Book Of Romance And Dust

To hear the world and the void, four well-respected musicians delve into universal soul and uncover their own vulnerability.

Although the Nordic cool of this collective seems dispassionate, such an impression is illusory, and the key to its understanding can be found in their first record’s finale, the glorious raga “Another Chance” that lists classical elements – wind, earth, fire and water – to outline the quartet’s cerebral equilibrium yet also to indicate there’s soul in their music. That’s why it doesn’t feel cold, despite deceptively minimalist setting of the nine pieces on display; that’s why it’s as intimate as a close confidante’s whisper in your ear; that’s why there are simple secrets hidden in plain sight. Thomas Feiner’s gruff voice might be quite quiet, but his trumpet will betray a storm raging behind songs like “Bested Bones” which he and pianist Ulf Jansson laid down in 2012 and which unfolded over seven years into “Book Of Romance And Dust” after Charles Storm and JAPAN’s Steve Jansen – the only non-Swede in the line-up – joined in to arrange rhythmic front and stage an array of austere, if vibrant, numbers that simmer with strings and menace.

As orchestral tide rises and ivory dewdrops descend, complementing the ensemble’s electric surge, “Lessons In Doubt” would wash the uninitiated in patinated beauty – after the sparse, pain-driven refrain of “Sever Me” placed the “uncover me” plea into a picture of a forlorn fjord – and while the chamber ripples which lull “Short Of One Dimension” can sound aloof, its inscrutable balladry is immensely warm. The heartbeat-shaped drums and serrated guitar that slowly stampedes through the brass-stricken landscape should keep the listener transfixed for the reverie to be shattered when heavy riffs fall on “Passenger’s Wake” and stress the weight of glimpsed imperfection the band are booming about, before delicate synthesizers and bells imbue instrumental “North” with spiritual solemnity.

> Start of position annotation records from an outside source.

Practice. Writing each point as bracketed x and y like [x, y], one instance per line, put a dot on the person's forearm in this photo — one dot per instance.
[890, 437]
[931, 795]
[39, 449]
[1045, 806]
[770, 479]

So even though the clanging “Spider” comes across as a creepy cut, there’s sympathy in its meandering lines which drip with radio signals – a beacon for the epic wonder of “Losing” whence a female voice will emerge as Solveig’s ghost – and will vanish in low, disturbing hum. They may sing of long gone victories, yet what the ensemble’s delivered is frighteningly timeless.